Sarah is married with two children and relocated to Hong Kong in 2020. She is employed in a middle management role with a Trust company that offers standard local group medical benefits for herself and her family as dependents.
The decision to top-up existing plan
Given the outbreak of the pandemic, her husband, Chris, decided to stay at home to look after the children and home school when needed. As Sarah is the sole breadwinner, she has decided to take out further personal medical coverage for her family. This way she can cover medical costs that her existing health plan will not, ultimately giving her peace of mind that she and her family are fully protected.
After reviewing her work health plan in detail, she decided to place a deductible of US$5,000 on her policy for each family member. Put simply, a deductible is the amount of money that you have to pay on your own behalf before your plan kicks in and starts to cover eligible medical costs.

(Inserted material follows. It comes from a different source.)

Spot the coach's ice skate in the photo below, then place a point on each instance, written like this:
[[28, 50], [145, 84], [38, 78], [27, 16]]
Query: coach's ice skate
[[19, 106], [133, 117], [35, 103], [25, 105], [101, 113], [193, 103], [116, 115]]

The deductible helps to significantly lower the premium on her personal policy.
Diagnosis
Unfortunately, in early 2021, Sarah was diagnosed with colorectal cancer. Her employee policy only covered up to the surgery sub-limit which was US$5,000 with no coverage for chemotherapy or immunotherapy.
How the two plans work together
Fortunately, for Sarah, her personal policy had full cancer coverage up to US$2,500,000 and she was also able to apply the initial costs for the surgery towards the deductible on her personal policy, which meant she effectively had nothing to pay out of pocket.
Sarah made a full recovery with the cost of treatment at the private hospital and private outpatient clinics coming to US$80,000 or HK$624,000, which was fully covered. She also has peace of mind that should there be a recurrence she has adequate protection in place.